3

I've got a df just like this:

df = data.frame(longitude = c('-235.969', 
                       '-23.596.244', 
                       '-2.359.186'))

It´s an example of one column of geocode I'm trying to convert to something like this

new_df = data.frame(longitude = c('-23.5969', '-23.596244', '-23.59186'))

The main purpose is to use the geocode in an leaflet application.

Ronak Shah
  • 377,200
  • 20
  • 156
  • 213
  • 3
    There are ways to do this with regex, but, I would first ask how did you get your original `df` in the first place? Maybe something in the creation of `df` could change – SymbolixAU Aug 24 '18 at 02:26
  • 2
    `as.numeric(gsub('(-?\\d{2})(.*)', '\\1.\\2', gsub('\\.', '', df$longitude)))` maybe, but agreed that this should probably get fixed upstream. – alistaire Aug 24 '18 at 02:58
  • I received from a company case, but I put here the 3 different shapes the numbers appeared. I thought about looking in the documentation of the read.csv, but I couldn´t find anything. In the Excel, it opened just like this, but its reader interpreted properly. Maybe using some function from the excel's openning packages could manage this in a easier way? – Rafael Bicudo Aug 24 '18 at 15:53
  • 1
    @RafaelBicudo Excel might be the culprit. I would ty opening the csv file in a text editor in see it's logic and/or trying imporiting directly to R with `data.table::fread()`. – s_baldur Aug 25 '18 at 10:31
  • @snoram same error.
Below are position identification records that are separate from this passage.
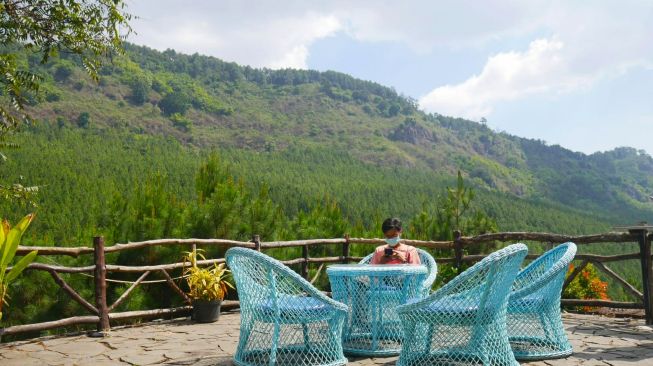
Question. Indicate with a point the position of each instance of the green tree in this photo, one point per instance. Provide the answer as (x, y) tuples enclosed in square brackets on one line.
[(87, 28), (176, 102)]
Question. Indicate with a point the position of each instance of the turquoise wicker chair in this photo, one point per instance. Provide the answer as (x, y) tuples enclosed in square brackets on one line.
[(534, 324), (284, 320), (464, 322), (426, 259)]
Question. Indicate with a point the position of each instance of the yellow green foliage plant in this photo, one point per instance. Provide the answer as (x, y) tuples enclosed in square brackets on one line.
[(9, 240), (209, 284)]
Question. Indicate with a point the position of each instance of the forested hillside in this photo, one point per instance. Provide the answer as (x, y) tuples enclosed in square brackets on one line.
[(172, 145), (306, 135)]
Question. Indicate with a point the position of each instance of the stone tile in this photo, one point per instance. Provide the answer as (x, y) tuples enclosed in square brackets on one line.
[(143, 358), (77, 348), (596, 341)]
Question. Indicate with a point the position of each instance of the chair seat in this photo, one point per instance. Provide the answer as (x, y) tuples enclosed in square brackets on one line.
[(304, 305), (452, 307), (526, 303)]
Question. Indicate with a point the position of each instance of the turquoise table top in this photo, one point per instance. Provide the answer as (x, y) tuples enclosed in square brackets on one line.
[(372, 293)]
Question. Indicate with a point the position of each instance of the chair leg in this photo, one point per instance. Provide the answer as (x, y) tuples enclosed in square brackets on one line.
[(275, 344), (307, 341)]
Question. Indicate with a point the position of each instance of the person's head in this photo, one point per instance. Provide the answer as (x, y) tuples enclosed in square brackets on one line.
[(391, 230)]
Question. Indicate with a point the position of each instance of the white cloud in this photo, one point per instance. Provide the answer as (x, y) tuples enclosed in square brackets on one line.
[(262, 34), (508, 76)]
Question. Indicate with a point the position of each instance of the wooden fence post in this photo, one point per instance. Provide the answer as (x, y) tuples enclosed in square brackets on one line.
[(257, 242), (458, 248), (100, 275), (647, 270), (345, 250), (305, 262)]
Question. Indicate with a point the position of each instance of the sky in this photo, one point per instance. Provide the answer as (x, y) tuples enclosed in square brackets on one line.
[(574, 73)]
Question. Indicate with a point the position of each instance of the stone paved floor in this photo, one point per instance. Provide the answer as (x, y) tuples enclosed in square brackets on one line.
[(596, 340)]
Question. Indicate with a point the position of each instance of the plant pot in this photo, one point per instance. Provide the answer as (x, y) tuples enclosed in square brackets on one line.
[(205, 311)]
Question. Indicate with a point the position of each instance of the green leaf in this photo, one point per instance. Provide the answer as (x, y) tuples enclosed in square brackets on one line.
[(13, 239)]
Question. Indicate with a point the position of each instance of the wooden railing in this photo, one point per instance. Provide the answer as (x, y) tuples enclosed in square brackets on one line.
[(103, 314)]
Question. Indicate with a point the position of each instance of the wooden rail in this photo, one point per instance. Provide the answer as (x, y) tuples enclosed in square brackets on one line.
[(102, 313)]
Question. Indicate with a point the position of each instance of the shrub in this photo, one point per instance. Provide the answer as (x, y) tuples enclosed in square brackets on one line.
[(587, 285)]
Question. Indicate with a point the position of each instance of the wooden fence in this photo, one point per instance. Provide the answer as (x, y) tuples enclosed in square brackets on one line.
[(102, 313)]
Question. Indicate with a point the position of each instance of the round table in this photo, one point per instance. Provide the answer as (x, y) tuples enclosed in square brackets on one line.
[(372, 293)]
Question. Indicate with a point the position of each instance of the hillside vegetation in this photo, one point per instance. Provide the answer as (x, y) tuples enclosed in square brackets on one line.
[(172, 145)]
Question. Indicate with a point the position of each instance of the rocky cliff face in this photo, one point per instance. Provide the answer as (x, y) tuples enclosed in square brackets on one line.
[(413, 133)]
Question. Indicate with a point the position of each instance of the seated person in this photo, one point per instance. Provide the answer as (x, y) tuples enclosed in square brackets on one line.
[(394, 252)]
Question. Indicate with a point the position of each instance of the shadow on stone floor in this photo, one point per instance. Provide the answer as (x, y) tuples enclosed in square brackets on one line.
[(208, 361), (626, 354)]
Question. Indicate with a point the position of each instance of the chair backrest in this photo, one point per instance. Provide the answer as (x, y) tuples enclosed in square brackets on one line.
[(546, 272), (261, 279), (426, 259), (485, 285)]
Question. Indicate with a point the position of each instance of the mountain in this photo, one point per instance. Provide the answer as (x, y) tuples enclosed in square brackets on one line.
[(304, 134)]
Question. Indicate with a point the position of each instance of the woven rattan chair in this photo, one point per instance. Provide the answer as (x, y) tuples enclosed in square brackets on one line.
[(425, 259), (284, 320), (464, 322), (534, 324)]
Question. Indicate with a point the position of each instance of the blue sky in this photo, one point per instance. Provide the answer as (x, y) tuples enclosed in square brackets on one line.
[(574, 73)]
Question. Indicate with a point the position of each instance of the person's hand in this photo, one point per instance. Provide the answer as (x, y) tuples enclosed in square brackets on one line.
[(399, 255)]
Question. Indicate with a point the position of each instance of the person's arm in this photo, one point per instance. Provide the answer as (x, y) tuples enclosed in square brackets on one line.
[(377, 257), (413, 257)]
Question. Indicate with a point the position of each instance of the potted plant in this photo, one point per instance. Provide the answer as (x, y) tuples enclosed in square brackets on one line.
[(207, 287)]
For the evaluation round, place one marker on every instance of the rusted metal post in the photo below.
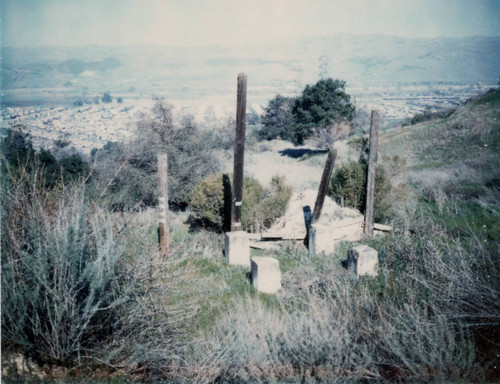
(163, 203)
(323, 186)
(372, 175)
(239, 152)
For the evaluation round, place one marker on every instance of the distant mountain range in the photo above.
(276, 67)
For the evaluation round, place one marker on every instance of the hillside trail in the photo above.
(302, 168)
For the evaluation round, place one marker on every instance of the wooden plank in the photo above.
(164, 235)
(323, 186)
(372, 174)
(382, 227)
(239, 153)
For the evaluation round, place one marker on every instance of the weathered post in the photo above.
(239, 152)
(372, 174)
(163, 203)
(323, 185)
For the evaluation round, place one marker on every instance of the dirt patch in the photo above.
(344, 223)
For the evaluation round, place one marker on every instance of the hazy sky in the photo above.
(205, 22)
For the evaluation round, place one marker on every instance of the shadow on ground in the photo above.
(296, 153)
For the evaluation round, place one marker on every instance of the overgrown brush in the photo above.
(211, 201)
(78, 289)
(416, 320)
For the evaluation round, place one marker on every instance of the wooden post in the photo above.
(239, 152)
(323, 186)
(372, 174)
(164, 237)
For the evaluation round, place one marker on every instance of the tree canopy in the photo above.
(319, 106)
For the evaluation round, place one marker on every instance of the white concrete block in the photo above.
(321, 239)
(363, 260)
(266, 274)
(237, 248)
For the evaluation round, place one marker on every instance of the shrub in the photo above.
(211, 201)
(132, 167)
(348, 188)
(321, 105)
(20, 157)
(80, 287)
(59, 272)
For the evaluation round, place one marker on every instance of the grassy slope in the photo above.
(448, 169)
(454, 166)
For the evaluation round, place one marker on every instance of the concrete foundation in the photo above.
(363, 260)
(237, 248)
(321, 239)
(266, 274)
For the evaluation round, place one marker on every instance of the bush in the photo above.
(210, 200)
(348, 188)
(321, 105)
(80, 287)
(132, 167)
(60, 272)
(20, 157)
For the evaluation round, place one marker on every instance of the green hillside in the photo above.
(111, 306)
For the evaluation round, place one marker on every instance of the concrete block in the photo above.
(320, 239)
(363, 260)
(237, 248)
(266, 274)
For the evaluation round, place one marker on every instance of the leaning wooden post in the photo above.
(323, 185)
(164, 237)
(239, 152)
(372, 174)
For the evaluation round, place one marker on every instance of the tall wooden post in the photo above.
(323, 185)
(372, 174)
(239, 152)
(164, 237)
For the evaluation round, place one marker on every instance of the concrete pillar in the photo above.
(237, 248)
(363, 260)
(266, 274)
(320, 239)
(312, 240)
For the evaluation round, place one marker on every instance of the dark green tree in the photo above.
(278, 119)
(319, 106)
(106, 98)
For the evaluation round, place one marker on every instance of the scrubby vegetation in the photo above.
(127, 171)
(211, 202)
(321, 106)
(84, 288)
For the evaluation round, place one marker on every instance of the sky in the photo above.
(36, 23)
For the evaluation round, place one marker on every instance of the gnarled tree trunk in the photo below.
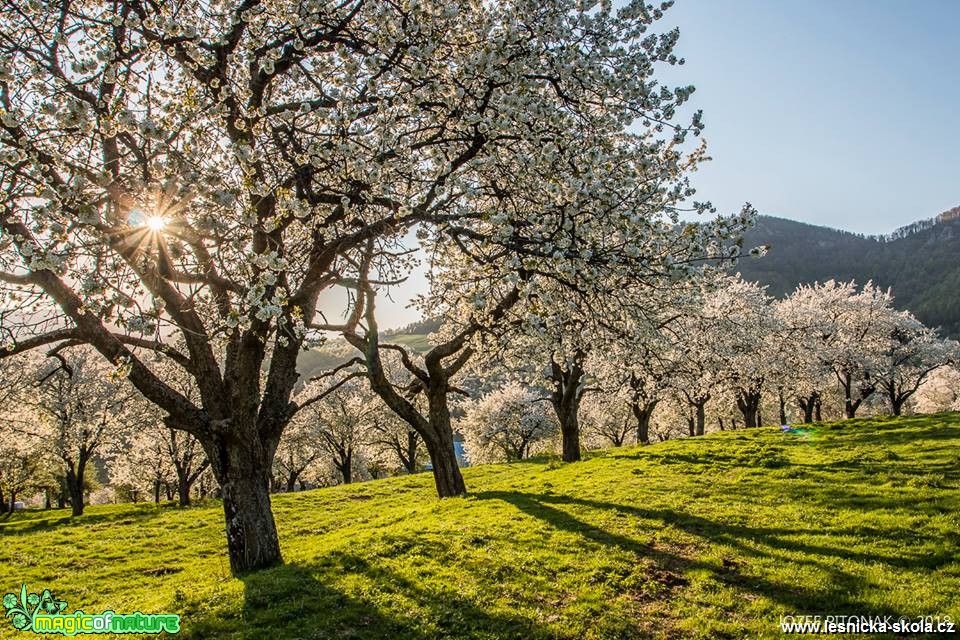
(565, 399)
(749, 404)
(642, 414)
(242, 467)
Probably the error is at the orginal source from the company that sent me. – Rafael Bicudo Aug 25 '18 at 19:45

1 Answers1

1

If really necessary, I would do this in two steps:

library(magrittr)
gsub(".", "", df$longitude, fixed = TRUE) %>%
  sub("(\\d{2})", "\\1\\.", .)

[1] "-23.5969"   "-23.596244" "-23.59186" 

First drop any . then replace the first two digits with the first two digits + .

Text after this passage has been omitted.